To determine which threshold to select for marginal exceedances, we can produce threshold stability plots: these consist of shape estimates (with pointwise 95% confidence intervals, even if these are presented as bands) over a range of thresholds \(u_1 < \cdots < u_m\). Assuming the generalized Pareto approximation to be adequate at \(u_l\), the estimates should stabilize for thresholds \(u_{l+1}, \ldots, u_m\) (Davison and Smith 1990).

thstab <- 
  with(FortCollins,
     texmex::gpdRangeFit(
       data = precip,
       umin = 20,
       umax = 50,
       nint = 10L,
       penalty = "none") 
     # alternative is 'gaussian', yielding MAP
)
# there are two methods for graphics: 
# plots (base R) or ggplot (ggplot2)
patchwork::wrap_plots(ggplot(thstab))
Threshold stability plots for adjusted scale (left) and shape parameter (right) for the Fort Collins daily cumulated precipitation.

Figure 1.1: Threshold stability plots for adjusted scale (left) and shape parameter (right) for the Fort Collins daily cumulated precipitation.

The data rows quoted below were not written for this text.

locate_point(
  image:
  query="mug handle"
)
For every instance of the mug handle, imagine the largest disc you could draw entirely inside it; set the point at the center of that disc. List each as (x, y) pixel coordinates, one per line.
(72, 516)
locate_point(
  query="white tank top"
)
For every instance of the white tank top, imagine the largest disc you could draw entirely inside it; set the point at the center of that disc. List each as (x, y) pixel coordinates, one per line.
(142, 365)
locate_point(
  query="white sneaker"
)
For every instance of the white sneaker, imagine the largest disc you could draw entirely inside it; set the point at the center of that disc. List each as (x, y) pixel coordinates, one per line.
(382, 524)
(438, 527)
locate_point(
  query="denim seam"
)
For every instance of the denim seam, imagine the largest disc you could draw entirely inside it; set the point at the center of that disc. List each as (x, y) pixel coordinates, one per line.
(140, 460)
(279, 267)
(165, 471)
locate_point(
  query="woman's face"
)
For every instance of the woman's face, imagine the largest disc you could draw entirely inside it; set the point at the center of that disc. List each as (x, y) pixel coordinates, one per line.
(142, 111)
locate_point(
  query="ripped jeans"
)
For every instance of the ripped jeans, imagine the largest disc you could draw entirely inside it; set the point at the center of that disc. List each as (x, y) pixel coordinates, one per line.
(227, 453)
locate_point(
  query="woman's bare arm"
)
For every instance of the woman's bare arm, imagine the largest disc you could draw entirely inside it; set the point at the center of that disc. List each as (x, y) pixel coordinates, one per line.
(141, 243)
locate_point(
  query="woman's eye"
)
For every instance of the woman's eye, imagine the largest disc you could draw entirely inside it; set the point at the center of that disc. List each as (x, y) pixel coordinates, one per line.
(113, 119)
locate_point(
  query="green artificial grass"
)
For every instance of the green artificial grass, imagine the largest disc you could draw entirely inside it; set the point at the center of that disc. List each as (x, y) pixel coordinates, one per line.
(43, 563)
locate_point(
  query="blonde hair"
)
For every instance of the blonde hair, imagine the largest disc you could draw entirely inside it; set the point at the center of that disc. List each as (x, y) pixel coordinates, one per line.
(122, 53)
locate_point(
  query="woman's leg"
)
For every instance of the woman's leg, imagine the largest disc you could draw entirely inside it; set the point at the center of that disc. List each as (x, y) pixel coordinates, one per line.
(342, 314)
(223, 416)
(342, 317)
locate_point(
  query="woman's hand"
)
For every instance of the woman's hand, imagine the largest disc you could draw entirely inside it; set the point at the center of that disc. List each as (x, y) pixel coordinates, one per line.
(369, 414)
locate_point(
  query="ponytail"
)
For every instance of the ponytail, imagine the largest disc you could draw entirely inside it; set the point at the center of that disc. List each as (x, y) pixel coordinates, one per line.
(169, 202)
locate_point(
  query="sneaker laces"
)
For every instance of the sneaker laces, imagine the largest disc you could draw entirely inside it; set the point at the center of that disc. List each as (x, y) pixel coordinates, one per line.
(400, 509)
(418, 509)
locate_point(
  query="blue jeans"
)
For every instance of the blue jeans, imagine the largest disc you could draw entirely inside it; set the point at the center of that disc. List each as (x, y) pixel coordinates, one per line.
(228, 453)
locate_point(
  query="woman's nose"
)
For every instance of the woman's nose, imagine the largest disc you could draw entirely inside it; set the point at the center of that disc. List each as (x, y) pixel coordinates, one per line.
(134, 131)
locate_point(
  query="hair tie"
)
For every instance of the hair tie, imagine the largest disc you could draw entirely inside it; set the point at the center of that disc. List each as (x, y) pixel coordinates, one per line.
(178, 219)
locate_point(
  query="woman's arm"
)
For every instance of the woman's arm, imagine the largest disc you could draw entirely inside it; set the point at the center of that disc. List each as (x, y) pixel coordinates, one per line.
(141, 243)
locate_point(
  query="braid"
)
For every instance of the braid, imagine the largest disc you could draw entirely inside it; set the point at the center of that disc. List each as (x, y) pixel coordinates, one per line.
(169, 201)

While the shape estimates decrease steadily as we increase the threshold, it seems here that 25mm is a reasonable marginal threshold for rainfall.

The function mrl produces mean residual life plots ggplot(texmex::mrl(data = precip)), but the literature on graphics suggests the human eye has a much easier time detecting lack of trend than linearity.

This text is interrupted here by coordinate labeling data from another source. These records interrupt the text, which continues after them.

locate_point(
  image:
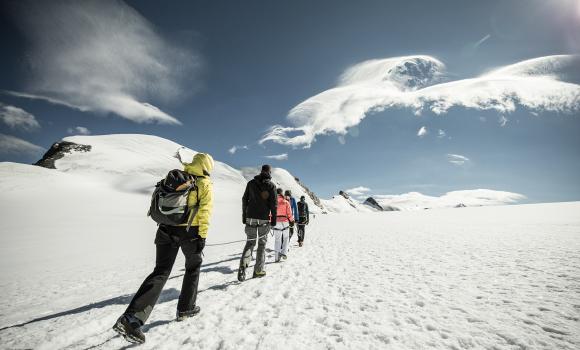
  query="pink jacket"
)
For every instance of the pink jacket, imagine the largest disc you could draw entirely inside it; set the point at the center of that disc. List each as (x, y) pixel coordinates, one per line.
(284, 213)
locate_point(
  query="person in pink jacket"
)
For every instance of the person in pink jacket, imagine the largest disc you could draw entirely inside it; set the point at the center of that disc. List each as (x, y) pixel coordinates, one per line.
(281, 231)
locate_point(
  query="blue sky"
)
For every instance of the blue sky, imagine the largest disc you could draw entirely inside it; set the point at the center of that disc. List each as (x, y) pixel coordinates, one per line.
(229, 70)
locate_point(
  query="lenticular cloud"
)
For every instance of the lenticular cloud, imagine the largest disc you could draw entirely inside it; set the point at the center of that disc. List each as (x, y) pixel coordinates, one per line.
(419, 83)
(101, 56)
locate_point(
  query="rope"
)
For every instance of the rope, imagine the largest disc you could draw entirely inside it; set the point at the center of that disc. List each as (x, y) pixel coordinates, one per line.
(241, 240)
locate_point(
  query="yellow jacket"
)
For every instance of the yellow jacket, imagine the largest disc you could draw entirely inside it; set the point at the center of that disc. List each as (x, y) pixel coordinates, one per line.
(201, 166)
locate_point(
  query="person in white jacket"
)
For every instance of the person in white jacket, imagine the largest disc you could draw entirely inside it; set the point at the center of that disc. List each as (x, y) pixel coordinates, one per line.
(281, 231)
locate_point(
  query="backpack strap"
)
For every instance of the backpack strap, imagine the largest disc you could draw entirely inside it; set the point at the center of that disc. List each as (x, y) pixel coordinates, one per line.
(196, 207)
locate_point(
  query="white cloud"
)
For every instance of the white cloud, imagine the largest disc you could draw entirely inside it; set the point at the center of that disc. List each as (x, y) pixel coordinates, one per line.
(457, 159)
(481, 41)
(283, 156)
(17, 118)
(234, 149)
(102, 56)
(414, 82)
(81, 130)
(503, 120)
(14, 145)
(358, 191)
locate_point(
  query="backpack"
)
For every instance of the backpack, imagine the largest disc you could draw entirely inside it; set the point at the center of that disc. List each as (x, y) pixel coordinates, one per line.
(169, 200)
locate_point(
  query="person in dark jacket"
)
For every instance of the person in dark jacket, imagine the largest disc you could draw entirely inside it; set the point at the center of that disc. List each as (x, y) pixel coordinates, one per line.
(303, 219)
(259, 215)
(292, 201)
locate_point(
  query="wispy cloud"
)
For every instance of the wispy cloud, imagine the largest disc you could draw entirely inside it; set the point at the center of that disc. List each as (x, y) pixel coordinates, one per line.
(234, 149)
(358, 191)
(17, 118)
(481, 41)
(422, 131)
(503, 120)
(283, 156)
(102, 56)
(13, 145)
(415, 82)
(80, 130)
(457, 159)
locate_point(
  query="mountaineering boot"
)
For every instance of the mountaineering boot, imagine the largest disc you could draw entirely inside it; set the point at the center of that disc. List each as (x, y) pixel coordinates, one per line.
(259, 274)
(130, 328)
(182, 315)
(242, 272)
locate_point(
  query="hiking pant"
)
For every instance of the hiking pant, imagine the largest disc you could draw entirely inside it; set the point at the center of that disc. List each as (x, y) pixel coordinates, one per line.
(281, 239)
(256, 230)
(301, 232)
(167, 241)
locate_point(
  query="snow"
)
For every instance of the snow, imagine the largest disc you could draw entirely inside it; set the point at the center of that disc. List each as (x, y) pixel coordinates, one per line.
(340, 204)
(75, 244)
(469, 198)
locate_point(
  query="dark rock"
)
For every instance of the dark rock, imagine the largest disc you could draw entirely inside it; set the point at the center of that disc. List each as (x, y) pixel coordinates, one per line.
(59, 150)
(371, 202)
(390, 208)
(311, 194)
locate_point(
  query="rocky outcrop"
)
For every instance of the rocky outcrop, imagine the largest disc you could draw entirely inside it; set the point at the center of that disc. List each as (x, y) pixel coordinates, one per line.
(59, 150)
(371, 202)
(390, 208)
(311, 194)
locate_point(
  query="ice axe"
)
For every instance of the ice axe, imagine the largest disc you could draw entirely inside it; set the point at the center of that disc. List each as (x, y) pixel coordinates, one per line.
(178, 156)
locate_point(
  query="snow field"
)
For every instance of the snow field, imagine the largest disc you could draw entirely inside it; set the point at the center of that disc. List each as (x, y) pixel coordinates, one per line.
(481, 278)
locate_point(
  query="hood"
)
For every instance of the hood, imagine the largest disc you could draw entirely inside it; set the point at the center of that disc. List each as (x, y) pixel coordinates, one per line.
(263, 177)
(201, 165)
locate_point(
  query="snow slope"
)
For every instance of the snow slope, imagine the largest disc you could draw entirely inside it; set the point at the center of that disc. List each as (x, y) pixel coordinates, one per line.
(340, 204)
(75, 244)
(469, 198)
(493, 277)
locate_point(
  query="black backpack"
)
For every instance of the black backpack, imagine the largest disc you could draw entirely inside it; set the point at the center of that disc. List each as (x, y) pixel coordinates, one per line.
(169, 200)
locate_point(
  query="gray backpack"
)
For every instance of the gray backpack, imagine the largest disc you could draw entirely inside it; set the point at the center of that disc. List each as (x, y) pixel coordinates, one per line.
(169, 200)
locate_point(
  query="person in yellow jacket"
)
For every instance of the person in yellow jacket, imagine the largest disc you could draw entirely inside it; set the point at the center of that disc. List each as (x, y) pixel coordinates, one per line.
(168, 240)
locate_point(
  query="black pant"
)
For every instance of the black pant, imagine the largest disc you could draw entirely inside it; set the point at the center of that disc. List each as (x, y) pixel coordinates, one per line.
(167, 241)
(301, 232)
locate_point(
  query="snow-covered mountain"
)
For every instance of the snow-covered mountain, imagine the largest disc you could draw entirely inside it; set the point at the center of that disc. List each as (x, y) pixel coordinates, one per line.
(76, 244)
(454, 199)
(343, 203)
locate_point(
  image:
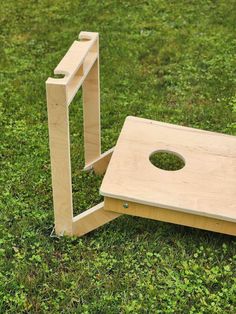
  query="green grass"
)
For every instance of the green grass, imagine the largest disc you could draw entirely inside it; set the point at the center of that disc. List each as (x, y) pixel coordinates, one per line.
(172, 61)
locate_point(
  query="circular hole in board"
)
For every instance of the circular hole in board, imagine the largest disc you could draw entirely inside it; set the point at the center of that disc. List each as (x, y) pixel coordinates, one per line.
(167, 160)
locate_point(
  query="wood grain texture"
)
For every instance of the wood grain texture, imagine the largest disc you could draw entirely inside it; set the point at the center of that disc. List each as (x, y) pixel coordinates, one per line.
(79, 66)
(59, 142)
(172, 216)
(100, 164)
(92, 219)
(205, 186)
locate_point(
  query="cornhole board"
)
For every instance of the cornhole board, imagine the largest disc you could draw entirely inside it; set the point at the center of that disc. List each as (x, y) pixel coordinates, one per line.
(202, 194)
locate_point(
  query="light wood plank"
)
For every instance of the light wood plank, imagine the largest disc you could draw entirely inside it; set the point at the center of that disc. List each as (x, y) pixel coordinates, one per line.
(92, 219)
(58, 124)
(100, 164)
(171, 216)
(205, 186)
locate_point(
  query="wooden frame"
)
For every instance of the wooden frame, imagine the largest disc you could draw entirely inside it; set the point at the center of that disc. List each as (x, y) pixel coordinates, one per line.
(80, 66)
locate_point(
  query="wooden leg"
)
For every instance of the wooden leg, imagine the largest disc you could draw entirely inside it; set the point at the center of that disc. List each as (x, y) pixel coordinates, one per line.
(59, 140)
(92, 219)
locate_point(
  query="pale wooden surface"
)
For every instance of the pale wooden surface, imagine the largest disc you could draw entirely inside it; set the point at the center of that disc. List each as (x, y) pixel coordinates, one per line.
(100, 164)
(92, 219)
(206, 186)
(59, 141)
(79, 66)
(172, 216)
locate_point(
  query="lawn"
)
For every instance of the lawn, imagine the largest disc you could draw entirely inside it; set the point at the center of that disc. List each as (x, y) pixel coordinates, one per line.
(173, 61)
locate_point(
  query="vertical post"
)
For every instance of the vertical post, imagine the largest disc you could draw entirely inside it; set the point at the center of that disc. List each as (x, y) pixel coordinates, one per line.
(59, 141)
(91, 112)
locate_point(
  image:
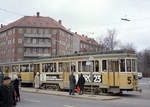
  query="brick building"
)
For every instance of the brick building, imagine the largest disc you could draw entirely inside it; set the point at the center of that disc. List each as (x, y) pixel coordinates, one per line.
(32, 37)
(87, 44)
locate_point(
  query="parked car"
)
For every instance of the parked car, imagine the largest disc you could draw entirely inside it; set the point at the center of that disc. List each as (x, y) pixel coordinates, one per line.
(140, 75)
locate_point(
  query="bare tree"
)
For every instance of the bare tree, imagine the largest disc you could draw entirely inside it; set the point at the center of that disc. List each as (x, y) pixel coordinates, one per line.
(128, 46)
(109, 42)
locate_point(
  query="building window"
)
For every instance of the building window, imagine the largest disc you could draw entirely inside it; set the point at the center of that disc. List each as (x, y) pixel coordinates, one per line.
(34, 31)
(54, 51)
(28, 30)
(27, 50)
(20, 30)
(28, 40)
(14, 30)
(54, 31)
(20, 50)
(40, 31)
(20, 41)
(46, 41)
(46, 50)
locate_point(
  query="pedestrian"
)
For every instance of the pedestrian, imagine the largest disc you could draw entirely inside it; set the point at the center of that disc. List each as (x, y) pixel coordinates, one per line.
(72, 84)
(7, 97)
(37, 81)
(1, 77)
(81, 83)
(16, 84)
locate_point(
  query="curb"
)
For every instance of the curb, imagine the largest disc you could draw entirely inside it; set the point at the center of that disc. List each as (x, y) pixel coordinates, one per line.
(81, 97)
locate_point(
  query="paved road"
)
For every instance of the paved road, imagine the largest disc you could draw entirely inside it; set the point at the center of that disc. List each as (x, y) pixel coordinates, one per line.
(127, 100)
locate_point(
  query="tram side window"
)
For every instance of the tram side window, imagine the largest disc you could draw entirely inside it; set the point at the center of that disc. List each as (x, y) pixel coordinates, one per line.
(128, 61)
(96, 66)
(122, 65)
(49, 67)
(60, 67)
(104, 65)
(24, 68)
(15, 68)
(133, 65)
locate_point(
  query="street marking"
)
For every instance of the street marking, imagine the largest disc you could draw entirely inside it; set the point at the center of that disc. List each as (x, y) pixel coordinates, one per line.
(33, 101)
(68, 106)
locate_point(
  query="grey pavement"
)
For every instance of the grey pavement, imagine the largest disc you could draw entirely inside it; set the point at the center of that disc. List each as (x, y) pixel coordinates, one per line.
(128, 99)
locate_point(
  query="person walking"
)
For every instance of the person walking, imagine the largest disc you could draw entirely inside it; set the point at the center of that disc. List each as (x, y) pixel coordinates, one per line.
(81, 83)
(37, 81)
(16, 84)
(72, 84)
(7, 97)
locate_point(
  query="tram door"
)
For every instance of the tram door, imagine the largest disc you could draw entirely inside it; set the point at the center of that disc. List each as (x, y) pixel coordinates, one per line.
(66, 72)
(113, 73)
(36, 68)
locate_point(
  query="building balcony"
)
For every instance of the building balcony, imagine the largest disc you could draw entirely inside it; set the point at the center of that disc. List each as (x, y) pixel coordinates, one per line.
(47, 45)
(37, 35)
(35, 55)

  • Repeat the exercise, this time with daily minimum and maximum temperature.
  • For the chosen threshold, fit a generalized Pareto using the function evm with threshold th. You can explore the different methods (maximum likelihood, penalized maximum likelihood, Bayesian estimation with Markov chain Monte Carlo using independent elliptical proposals)
  • Produce a quantile-quantile plot to check the goodness of fit (via plot or ggplot for the object returned by evm).

1.2 Standardization of the margins

The Heffernan-Tawn model describes extremes for standardized data, but there is a direct correspondence between extremes \(\{\boldsymbol{Y}: Y_j > u_j\}\) and \(\{\boldsymbol{Y}: t_j(Y_j) > t_j(u_j)\}\) for a monotone transformation \(t_j\). The standardization in Heffernan and Tawn (2004) is to the Gumbel scale, but subsequent work (Keef, Papastathopoulos, and Tawn 2013) suggests a better choice is standard Laplace, i.e., a distribution with double exponential tails that can capture negative and positive dependence.

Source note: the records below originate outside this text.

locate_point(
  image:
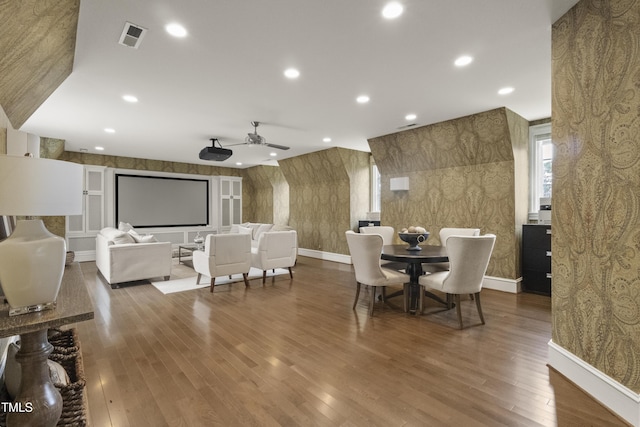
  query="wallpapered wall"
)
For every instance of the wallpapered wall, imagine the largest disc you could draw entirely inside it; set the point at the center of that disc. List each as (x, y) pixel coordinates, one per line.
(37, 46)
(269, 200)
(328, 189)
(461, 174)
(596, 187)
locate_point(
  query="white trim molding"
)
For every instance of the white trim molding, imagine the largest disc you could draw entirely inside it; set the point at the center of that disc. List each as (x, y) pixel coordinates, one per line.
(513, 286)
(329, 256)
(619, 399)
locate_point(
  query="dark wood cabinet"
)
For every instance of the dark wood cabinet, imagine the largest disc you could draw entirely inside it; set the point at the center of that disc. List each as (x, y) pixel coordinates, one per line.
(536, 258)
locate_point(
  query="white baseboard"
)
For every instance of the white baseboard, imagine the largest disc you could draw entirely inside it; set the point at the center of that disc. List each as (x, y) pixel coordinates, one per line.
(513, 286)
(329, 256)
(619, 399)
(83, 256)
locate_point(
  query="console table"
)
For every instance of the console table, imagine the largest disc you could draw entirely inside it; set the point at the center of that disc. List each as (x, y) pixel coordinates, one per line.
(73, 305)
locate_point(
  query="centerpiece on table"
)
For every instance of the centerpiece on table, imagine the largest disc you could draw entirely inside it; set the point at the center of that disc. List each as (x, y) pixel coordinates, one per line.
(414, 236)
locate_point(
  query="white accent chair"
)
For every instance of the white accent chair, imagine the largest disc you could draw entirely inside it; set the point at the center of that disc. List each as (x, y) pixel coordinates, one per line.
(223, 255)
(275, 249)
(365, 252)
(444, 235)
(469, 257)
(385, 231)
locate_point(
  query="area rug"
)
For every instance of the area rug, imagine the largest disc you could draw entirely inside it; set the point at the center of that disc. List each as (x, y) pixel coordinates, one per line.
(189, 283)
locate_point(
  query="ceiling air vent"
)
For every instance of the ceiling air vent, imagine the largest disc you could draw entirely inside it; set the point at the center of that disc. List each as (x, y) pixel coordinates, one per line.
(132, 35)
(407, 126)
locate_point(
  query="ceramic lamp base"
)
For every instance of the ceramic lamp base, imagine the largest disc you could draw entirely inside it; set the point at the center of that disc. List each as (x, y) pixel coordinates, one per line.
(31, 267)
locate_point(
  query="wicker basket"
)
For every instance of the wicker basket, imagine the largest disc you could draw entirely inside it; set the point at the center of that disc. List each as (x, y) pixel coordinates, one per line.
(66, 351)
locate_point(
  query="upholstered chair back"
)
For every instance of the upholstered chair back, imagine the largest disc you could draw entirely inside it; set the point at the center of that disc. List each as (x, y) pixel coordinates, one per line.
(469, 257)
(228, 249)
(385, 231)
(276, 249)
(446, 232)
(365, 250)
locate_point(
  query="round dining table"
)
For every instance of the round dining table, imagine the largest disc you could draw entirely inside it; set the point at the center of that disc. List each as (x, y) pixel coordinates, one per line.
(414, 260)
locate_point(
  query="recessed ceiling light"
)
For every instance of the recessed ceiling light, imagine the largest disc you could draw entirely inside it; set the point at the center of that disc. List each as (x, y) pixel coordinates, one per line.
(176, 30)
(291, 73)
(392, 10)
(130, 98)
(463, 60)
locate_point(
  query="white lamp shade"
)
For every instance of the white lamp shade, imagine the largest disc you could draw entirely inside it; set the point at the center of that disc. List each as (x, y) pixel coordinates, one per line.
(39, 187)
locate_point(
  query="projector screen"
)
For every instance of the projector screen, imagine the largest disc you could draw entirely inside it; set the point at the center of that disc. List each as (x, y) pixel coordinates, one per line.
(154, 201)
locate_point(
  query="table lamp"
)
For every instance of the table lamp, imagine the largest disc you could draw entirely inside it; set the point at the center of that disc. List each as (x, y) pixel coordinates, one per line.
(32, 259)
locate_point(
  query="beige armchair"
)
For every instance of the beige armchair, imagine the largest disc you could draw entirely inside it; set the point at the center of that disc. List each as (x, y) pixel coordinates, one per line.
(275, 249)
(365, 252)
(469, 257)
(223, 255)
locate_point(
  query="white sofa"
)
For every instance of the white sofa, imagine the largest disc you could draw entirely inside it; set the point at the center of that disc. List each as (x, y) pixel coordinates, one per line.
(120, 259)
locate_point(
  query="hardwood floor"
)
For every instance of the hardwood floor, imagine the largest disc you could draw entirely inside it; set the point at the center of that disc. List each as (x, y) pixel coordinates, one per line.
(294, 353)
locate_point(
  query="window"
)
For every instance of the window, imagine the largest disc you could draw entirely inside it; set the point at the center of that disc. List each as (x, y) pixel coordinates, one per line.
(540, 166)
(375, 188)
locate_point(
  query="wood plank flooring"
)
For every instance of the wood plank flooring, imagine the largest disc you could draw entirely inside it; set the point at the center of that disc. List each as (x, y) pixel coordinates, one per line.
(294, 353)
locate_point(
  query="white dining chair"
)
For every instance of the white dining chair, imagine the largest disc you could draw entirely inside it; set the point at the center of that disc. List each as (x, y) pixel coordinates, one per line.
(365, 250)
(445, 233)
(468, 258)
(387, 232)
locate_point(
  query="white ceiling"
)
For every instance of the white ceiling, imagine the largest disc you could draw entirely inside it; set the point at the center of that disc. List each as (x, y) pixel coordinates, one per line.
(228, 72)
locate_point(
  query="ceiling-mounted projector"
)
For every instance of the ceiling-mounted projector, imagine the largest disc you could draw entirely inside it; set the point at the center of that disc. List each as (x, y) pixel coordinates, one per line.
(214, 153)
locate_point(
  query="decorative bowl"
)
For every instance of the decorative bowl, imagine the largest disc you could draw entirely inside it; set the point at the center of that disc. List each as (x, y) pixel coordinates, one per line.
(413, 239)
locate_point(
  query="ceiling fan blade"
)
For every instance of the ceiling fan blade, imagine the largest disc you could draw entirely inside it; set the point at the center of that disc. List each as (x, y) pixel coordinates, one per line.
(280, 147)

The standard Laplace distribution has density \(f(x) = \exp(-|x|)/2\) on \(\mathbb{R}\) and distribution function \[\begin{align*} F(x) = \begin{cases} \frac{1}{2}\exp(x) & x < 0, \\ 1-\frac{1}{2}\exp(-x) & x \geq 0. \end{cases} \end{align*}\] Thus, if \(Y_1, \ldots, Y_D\) is a random vector with marginal distribution functions \(F_1, \ldots, F_D\), we can make the margins standard Laplace by applying the quantile transformation \[\begin{align*} t_k(Y_k) = \begin{cases} \log\{2{F}_k(Y_k)\} & {F}_k(Y_k) < 1/2, \\ -\log[2\{1-{F}_k(Y_k)\}] & {F}_k(Y_k) \geq 1/2, \end{cases} \qquad k=1, \ldots, D. \end{align*}\] In practice, we replace the unknown \(k\)th marginal distribution function \(F_k\) by the semiparametric estimator \(\widehat{F}_k\).